ValueError
ValueError: compute_type float16 is not supported on CPU
Stack trace
ValueError: compute_type float16 is not supported on CPU
File "/path/to/site-packages/faster_whisper/transcriber.py", line 142, in __init__
raise ValueError(f"compute_type {compute_type} is not supported on {device}")
ValueError: compute_type float16 is not supported on CPU Why it happens
Faster-Whisper's float16 compute type is a half-precision floating-point format that requires specialized NVIDIA CUDA hardware to execute efficiently. CPUs cannot natively compute float16 operations at the performance level faster-whisper expects, so the library explicitly blocks this configuration at initialization time to prevent silent performance degradation or crashes.
Detection
Check your device detection logic before creating WhisperModel: verify that if compute_type='float16', you are actually running on a GPU (check torch.cuda.is_available() or via ctranslate2.get_device()). Log both the detected device and the requested compute_type to catch mismatches early in your pipeline.
Causes & fixes
Hardcoded compute_type='float16' on a machine with no GPU, or GPU not detected
Change to compute_type='int8' (CPU-compatible, still fast) or compute_type='float32' (slower but compatible). Or check torch.cuda.is_available() and only use float16 when GPU is present.
GPU was available during development but deployment runs on CPU-only hardware
Add device detection at startup: use ctranslate2.get_available_compute_type('cuda') to check if float16 is supported, fall back to 'int8' if not.
CUDA is installed but not in PATH, so ctranslate2 thinks no GPU is available
Verify NVIDIA CUDA toolkit is installed and in system PATH. Run `nvidia-smi` to confirm GPU detection.

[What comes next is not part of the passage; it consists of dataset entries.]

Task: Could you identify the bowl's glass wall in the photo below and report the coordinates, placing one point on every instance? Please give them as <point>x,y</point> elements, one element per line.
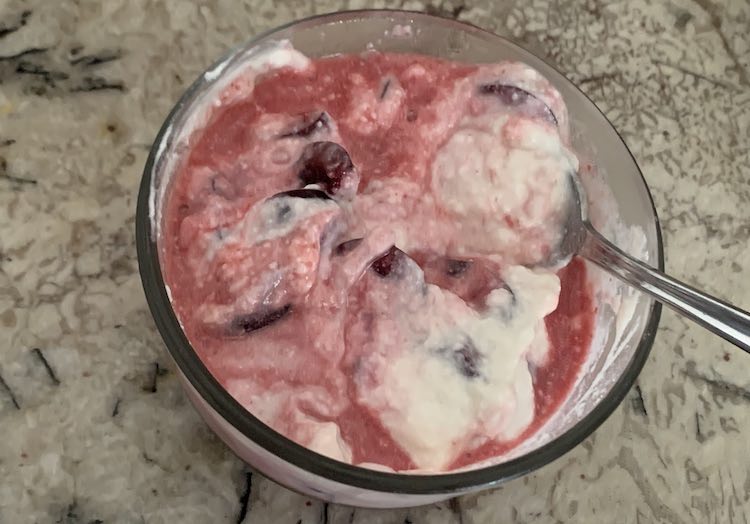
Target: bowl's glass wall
<point>624,210</point>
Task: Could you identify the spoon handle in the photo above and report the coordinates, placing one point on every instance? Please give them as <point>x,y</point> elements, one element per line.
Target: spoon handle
<point>729,322</point>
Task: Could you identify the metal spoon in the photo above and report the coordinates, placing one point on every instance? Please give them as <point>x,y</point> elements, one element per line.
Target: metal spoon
<point>580,237</point>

Rebuild ctranslate2 wheel after installing CUDA.
Using an older CPU with no AVX2 instruction set support, breaking int8 quantization fallback
Use compute_type='float32' on very old CPUs, or upgrade hardware. Check CPU instruction set with `python -c "import platform; print(platform.processor())"`.
Code: broken vs fixed
from faster_whisper import WhisperModel
import torch
# BROKEN: hardcoded float16 without checking device
model = WhisperModel('large-v3', compute_type='float16') # This raises ValueError on CPU
audio_path = 'speech.mp3'
segments, info = model.transcribe(audio_path) from faster_whisper import WhisperModel
import torch
import os
# FIXED: detect device and choose compatible compute_type
device = 'cuda' if torch.cuda.is_available() else 'cpu'
compute_type = 'float16' if device == 'cuda' else 'int8' # Use int8 on CPU, float16 on GPU
model = WhisperModel('large-v3', device=device, compute_type=compute_type)
audio_path = 'speech.mp3'
segments, info = model.transcribe(audio_path)
for segment in segments:
print(f"[{segment.start:.2f}s -> {segment.end:.2f}s] {segment.text}")

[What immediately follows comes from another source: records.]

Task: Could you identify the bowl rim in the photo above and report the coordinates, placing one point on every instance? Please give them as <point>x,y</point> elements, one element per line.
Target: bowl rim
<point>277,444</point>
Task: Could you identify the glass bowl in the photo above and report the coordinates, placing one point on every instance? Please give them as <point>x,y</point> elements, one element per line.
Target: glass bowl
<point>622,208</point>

print(f"\nTranscription complete. Device: {device}, Compute Type: {compute_type}") Workaround
If you cannot change the compute_type at initialization, wrap the WhisperModel creation in a try-except block, catch the ValueError mentioning float16, and retry with compute_type='int8'. This allows graceful fallback: `try: model = WhisperModel(..., compute_type='float16') except ValueError: model = WhisperModel(..., compute_type='int8')`.
Prevention
Implement a helper function that detects available hardware and returns the optimal compute_type before any model initialization. Store this in a config that all transcription jobs read from. Use environment variables (e.g., WHISPER_COMPUTE_TYPE) so deployment ops can override at runtime without code changes. Test your transcription pipeline on both GPU and CPU target machines before production.